Although the responsibility is new and he expects a learning curve, he said the position is not entirely novel, since he has served as the planning commissioner for Ward 6 in Woodstock for about four years.
“I’ve provided leadership in planning and land use decisions, which is also one of the responsibilities of a county commissioner. The professional experience I’ve gained through my practice focusing on counties and cities throughout the state will also serve to lower the overall learning curve of my new position and shorten its duration,” Gordon said. “Listening is also a critical component of learning, which is part of the skill sets I’ve developed as an architect, where I must listen to the needs of my clients in the delivery of professional services.”
Besides his experience as a planning commissioner, Gordon said he’s preparing for the seat by establishing relationships within the county. After the runoff election results showed Gordon defeated his opponent Larry Singleton, he started reaching out to Chairman Buzz Ahrens, Commissioners Brian Poole and Ray Gunnin, Commissioner-elect Steve West and outgoing Commissioner Jason Nelms.
“I have also talked with several of the county’s mayors and council members and plan to continue to engage other leaders in the days ahead,” Gordon said. “To prepare to serve the citizens, I am currently in the process of setting up a dedicated phone number, email address and web resources so that the residents of District 4 will have multiple ways to contact me regarding their concerns and to voice their opinions.”
To engage more citizens, he said he also plans to schedule quarterly town hall-style meetings that will rotate to different locations within District 4.
Economic development a top priority
Once Gordon is sworn in come January, he says he plans to put economic development on the top of his priority list. He says the county’s economy is showing signs of improvement, along with its top-rated schools, outstanding public safety resources and low tax burden that makes Cherokee positioned for economic growth.
“We must continue to bring good jobs to our county and help our existing businesses succeed. The traffic congestion on Interstate 575 and other state highways will be reduced if more county residents are able to find good jobs closer to home,” Gordon said. “Economic development growth also increases our tax base and will allow us to continue to improve the quality of the services and resources that the county is tasked with providing.”

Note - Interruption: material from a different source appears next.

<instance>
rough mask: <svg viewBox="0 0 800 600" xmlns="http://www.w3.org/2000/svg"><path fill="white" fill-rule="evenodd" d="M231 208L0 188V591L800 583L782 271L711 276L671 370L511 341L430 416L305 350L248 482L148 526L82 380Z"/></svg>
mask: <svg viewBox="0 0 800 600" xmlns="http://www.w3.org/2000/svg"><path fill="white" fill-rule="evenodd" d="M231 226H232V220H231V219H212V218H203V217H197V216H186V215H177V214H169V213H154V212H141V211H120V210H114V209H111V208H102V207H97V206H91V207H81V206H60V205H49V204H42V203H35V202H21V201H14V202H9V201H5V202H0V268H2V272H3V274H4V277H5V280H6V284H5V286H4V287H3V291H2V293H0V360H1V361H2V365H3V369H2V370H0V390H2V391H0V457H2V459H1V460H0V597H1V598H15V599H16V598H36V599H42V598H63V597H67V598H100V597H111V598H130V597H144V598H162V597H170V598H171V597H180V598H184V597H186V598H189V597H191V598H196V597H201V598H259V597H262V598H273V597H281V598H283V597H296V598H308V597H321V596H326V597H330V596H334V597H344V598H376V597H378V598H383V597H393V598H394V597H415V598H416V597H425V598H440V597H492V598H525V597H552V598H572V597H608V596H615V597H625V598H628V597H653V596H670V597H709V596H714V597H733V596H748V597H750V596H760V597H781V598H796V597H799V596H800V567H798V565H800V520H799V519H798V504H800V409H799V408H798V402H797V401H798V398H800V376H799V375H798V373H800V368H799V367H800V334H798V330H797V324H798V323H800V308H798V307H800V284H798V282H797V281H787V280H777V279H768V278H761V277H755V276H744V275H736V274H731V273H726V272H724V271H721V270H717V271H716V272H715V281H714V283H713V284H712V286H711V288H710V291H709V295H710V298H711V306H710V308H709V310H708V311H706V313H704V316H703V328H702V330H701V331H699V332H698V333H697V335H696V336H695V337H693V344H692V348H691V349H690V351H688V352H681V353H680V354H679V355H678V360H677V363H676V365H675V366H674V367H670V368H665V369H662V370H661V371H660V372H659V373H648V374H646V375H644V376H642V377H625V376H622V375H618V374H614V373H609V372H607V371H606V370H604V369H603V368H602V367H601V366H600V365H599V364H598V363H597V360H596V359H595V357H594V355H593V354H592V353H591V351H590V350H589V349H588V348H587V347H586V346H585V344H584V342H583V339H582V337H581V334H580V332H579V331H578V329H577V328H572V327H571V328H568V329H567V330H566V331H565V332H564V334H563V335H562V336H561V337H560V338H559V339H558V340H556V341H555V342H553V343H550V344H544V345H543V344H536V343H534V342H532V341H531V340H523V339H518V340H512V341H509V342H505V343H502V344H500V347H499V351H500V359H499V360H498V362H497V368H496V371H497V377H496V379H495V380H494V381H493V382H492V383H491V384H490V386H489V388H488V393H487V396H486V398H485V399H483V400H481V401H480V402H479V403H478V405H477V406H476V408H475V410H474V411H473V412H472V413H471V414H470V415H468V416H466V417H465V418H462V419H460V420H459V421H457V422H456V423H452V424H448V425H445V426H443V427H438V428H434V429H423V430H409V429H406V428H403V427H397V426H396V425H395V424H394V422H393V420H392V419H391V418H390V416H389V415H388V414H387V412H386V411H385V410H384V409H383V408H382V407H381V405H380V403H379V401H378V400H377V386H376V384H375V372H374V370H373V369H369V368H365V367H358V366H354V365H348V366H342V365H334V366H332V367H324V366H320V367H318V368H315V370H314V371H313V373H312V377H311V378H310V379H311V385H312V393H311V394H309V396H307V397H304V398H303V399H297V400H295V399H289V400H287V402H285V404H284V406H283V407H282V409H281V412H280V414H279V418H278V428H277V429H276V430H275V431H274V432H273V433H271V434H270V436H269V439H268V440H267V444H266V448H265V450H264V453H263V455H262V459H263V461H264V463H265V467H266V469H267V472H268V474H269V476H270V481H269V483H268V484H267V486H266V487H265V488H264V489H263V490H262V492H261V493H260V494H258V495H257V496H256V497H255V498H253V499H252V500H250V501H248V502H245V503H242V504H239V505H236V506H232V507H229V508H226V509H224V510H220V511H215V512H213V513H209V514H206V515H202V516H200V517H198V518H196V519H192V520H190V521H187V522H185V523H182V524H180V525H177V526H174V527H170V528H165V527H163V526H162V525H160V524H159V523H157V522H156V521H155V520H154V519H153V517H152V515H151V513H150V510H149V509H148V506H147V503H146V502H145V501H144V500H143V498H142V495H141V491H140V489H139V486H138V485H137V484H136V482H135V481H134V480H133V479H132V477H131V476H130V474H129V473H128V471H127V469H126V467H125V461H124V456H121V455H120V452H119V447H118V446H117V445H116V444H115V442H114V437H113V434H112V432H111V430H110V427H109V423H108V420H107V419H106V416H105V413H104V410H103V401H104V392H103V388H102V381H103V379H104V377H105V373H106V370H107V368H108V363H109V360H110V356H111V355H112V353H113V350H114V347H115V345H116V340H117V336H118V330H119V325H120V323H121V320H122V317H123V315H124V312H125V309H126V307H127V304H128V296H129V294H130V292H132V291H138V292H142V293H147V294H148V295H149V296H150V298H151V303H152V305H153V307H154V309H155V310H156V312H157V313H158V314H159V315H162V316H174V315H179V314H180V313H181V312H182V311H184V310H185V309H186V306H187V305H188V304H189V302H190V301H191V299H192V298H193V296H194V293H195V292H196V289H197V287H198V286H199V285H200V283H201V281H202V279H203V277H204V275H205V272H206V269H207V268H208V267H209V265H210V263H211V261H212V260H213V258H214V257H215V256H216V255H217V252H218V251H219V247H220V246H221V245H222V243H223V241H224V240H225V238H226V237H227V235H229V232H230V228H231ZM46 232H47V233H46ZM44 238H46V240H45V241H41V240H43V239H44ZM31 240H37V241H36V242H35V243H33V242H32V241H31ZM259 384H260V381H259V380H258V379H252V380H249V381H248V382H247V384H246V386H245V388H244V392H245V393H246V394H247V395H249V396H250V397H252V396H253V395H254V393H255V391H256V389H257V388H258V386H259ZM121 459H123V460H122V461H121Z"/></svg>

Gordon said decreased property values, failed businesses and foreclosures have been the top issues facing the BoC. Although the county has kept the tax burden low and service levels high during the recession, Gordon said it appears the county is not as competitive in staff compensation.
“Cherokee County is committed to training, especially with respect to public safety,” Gordon said. “However, we can’t afford to continue to lose the cost of our investment in training to other cities and counties that are willing to offer a better compensation package.”
Gordon suggests a solution to prevent county employees from leaving would be to revisit how the county gauges their position in the market with respect to staff compensation, and be willing to adjust to remain competitive. He would also like to give staff the opportunity to express concerns and opinions about their job comfortably.
“Whether the staff concerns are anonymous or direct, we can make sure that we are hearing and responding to those whom we ask to take care of us. In my business, we recently conducted an anonymous online staff survey, which was very beneficial. This method is one I will propose that we consider for the county,” Gordon said.
Having served on the public input committee for the county’s parks and recreation master plan and on the boards of the Southern Off-Road Bicycle Association and the Greenprints Alliance of Woodstock, Gordon expressed excitement to now play a leadership role in implementing the plan.
“We all know how great it is to live in Cherokee and more of us are beginning to work here as well. Having quality places to play is an important component of the live-work-play equation that results in balanced, healthy and vibrant communities,” Gordon said.
As Gordon prepares for the BoC role, he plans to revisit with County Manager Jerry Cooper and other department leaders to discuss what is working, what needs improvement and what they perceive are the greatest needs and biggest challenges.
“Early in the campaign, I met with those leaders, including the Office of Economic Development, Chamber of Commerce, numerous civic and neighborhood associations, our sheriff and public safety leaders in order to gain a ‘boots-on-the-ground perspective,’” Gordon said. “In the days leading up to taking office, as well as the days to follow, I will be repeating this process regularly in order to stay current, engaged and informed with the people who are on the front lines of service delivery.”